>it's lack of protected bike lanes (or other "safe" routes), and lack of cultural acceptance of biking.
In my opinion, it's because most people live too far away from the places they need to go in order to bike there. I wouldn't want to ride a bike 20 miles a day, regardless of bike lanes or bike parking.
It also doesn't help that most cities and towns in North America aren't designed with high standards of bike safety. I live in one of the biggest cities on the continent and our council has taken DECADES to implement bike lanes downtown despite the rise in population and car usage.
It's because there are dangerous drug addicts roaming the streets. That is the answer. It's not SUVs, or sidewalks, or because there aren't enough bike lanes, or whatever.
It's the violent, dangerous drug addicts who have occupied every single park within walking distance to my house, who steal things from my house, and who scream things while they wander in front of my house every day.
THAT is why my kids don't get to have the same childhood that my friends and I had. There were even fewer bike lanes back then and we spent a lot more time on our bikes, and a lot more time playing outside with each other.
> Most suburban neighborhoods have low traffic and plenty of places to ride your bike
Until you actually try to go anywhere and find that you cant't without riding through an arterial road with heavy dangerous traffic. The quiet suburban roads don't form a network that allows you to go to actual destinations.
Here in Toronto they are trying to address that by building (a few) cycle tracks running parallel to these horrible arterial roads, but it's still an awful experience. There are a few quiet greenways without any motor traffic, but they don't help you reach any destination.
Neighborhoods that were built before the advent of the car are more amenable to cycling.
My problem is the lack of infrastructure. We have a few streets in the entire city with decent bike lanes. Mostly you're on the road with cars going 90km/hr right beside you with no barrier or even road markings.
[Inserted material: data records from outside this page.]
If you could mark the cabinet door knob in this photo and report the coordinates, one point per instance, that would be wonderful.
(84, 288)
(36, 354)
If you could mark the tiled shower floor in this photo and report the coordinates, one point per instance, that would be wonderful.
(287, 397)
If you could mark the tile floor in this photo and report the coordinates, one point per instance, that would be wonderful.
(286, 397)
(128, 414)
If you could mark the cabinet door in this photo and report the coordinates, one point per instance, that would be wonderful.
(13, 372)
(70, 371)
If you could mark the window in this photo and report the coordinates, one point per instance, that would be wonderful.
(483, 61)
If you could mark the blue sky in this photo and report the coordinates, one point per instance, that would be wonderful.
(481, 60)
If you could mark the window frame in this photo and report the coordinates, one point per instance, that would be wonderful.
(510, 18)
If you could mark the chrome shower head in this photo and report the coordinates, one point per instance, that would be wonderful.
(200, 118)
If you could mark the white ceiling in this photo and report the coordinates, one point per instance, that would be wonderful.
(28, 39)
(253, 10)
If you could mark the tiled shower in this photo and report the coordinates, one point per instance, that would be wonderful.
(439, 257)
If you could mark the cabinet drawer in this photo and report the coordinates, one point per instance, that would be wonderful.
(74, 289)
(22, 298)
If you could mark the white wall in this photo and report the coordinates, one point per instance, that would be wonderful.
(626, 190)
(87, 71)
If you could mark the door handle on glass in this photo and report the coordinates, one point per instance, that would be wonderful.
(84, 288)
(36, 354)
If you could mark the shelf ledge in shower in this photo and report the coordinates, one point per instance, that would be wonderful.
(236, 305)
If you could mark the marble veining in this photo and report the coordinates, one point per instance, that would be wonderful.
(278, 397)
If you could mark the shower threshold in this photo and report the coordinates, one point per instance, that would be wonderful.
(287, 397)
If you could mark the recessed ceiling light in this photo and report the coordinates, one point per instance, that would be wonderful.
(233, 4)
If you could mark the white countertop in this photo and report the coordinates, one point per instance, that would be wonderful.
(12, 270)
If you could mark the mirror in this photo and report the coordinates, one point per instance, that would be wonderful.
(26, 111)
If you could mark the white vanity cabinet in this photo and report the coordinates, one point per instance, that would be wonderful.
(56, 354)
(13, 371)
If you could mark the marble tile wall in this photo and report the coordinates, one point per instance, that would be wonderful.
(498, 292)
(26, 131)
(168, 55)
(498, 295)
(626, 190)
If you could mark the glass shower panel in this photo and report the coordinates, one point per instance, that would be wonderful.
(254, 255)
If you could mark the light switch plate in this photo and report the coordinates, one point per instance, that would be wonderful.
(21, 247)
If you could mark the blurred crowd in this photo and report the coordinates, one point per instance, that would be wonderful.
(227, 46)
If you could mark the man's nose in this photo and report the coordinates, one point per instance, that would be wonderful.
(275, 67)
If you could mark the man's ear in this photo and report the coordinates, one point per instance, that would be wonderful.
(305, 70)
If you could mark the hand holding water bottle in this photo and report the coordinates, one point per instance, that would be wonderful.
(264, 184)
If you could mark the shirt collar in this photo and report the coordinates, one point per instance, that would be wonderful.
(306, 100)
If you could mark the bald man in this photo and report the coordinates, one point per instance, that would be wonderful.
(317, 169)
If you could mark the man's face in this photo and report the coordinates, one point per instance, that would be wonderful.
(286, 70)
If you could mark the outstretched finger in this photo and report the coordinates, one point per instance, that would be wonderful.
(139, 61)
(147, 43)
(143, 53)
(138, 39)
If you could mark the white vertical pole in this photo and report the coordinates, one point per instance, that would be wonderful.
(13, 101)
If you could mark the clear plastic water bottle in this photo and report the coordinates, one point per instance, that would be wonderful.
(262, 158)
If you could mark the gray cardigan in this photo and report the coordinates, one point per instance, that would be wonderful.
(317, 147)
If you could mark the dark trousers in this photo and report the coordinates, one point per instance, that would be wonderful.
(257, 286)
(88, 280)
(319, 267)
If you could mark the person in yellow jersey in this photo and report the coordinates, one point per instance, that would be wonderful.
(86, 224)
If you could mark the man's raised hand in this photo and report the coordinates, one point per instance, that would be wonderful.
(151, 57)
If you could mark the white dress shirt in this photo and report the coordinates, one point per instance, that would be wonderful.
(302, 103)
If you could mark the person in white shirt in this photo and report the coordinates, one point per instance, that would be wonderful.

I'm not going to do that in anything but perfect weather and even then not very often.
I live 2 miles away and it is still not feasible for me to cycle due to no cycle friendliness. Neither are there dedicated bike lanes nor are the motorists conditioned to drive being mindful of bikes.
Sounds like a problem with cars, but also lack of facilities for cyclists. Places that care about cycling infrastructure often do things like provide cycle tracks that don't share space with cars.
Planners often cite the lack of cyclists as an excuse not to create bicycle infrastructure, and fail the acknowledge the reason is due to the danger, rather than the desire to bike.
Part of the reason maybe that many of these cycle lanes are not fit for purpose. There are places in the UK where cycling became popular for the simple reason that the layout was already bike friendly.
This craze of adding a bike lane, regardless of local conditions has, indeed, been a total failure.
> It also doesn't look like a comfortable place for bikes. In fact, where are bikes even supposed to go on this street?
Another issue for cyclists is the permanent danger of getting your wheels in the rails, which means you are likely to either come to a sudden stop or, worse, come off your bike. There were experiments with "self-sealing" tram tracks that would lessen these risks, but no real solution exists quite yet, as far as I am aware.
It's a bit of a chicken-and-egg problem for me. I'd love to bike, but I don't because there isn't enough adoption of biking, and therefore widespread respect of bikers(as difficult as they can make that sometimes). Even in DC where I live it's like this, which says a lot considering DC is one of the more bike-friendly cities in the country.
Even if they do tolerate it, the biggest impediment to adoption of bikes in the US, is its vast suburbia. This itself makes it so unbearable. Cycling just isn't fun when you're not able to see other cyclists, humans, stores and actually socialize with your society.
Easily the biggest problem in the US with biking is that the infrastructure is, nearly without exception, absolutely atrocious.
Nobody would accept having only 'painted walk lanes' on busy streets to get around, much less having them appear and disappear from the road seemingly at random, and yet that's the default state of bike lanes in nearly all US cities.
If biking had as much infrastructure as even walking -- meaning, physically protected lanes on most streets -- Americans would bike in enormous numbers.
Biking is a weird thing. You're not a car but you're not a pedestrian. It's really not safe for you to be where pedestrians are (and sometimes it is illegal) but cars want you out of their way. Additionally as a biker if you try and be courteous to cars it is almost always at the expense of your personal safety.
> I would rather the government focuses on infrastructure to solve for these problems than the manufacturers. Everybody wins then.
I agree 100% and liked what another user said - we have to imagine the city we want to live in and build backwards.
Because your friends can easily be 10-30 miles away and only accessible via shared roadways with 55mph road traffic. There are no cross country bike routes here.
Building around roads results in everything being pushed farther away and that includes other people’s homes too.
In my opinion, it's because most people live too far away from the places they need to go in order to bike there. I wouldn't want to ride a bike 20 miles a day, regardless of bike lanes or bike parking.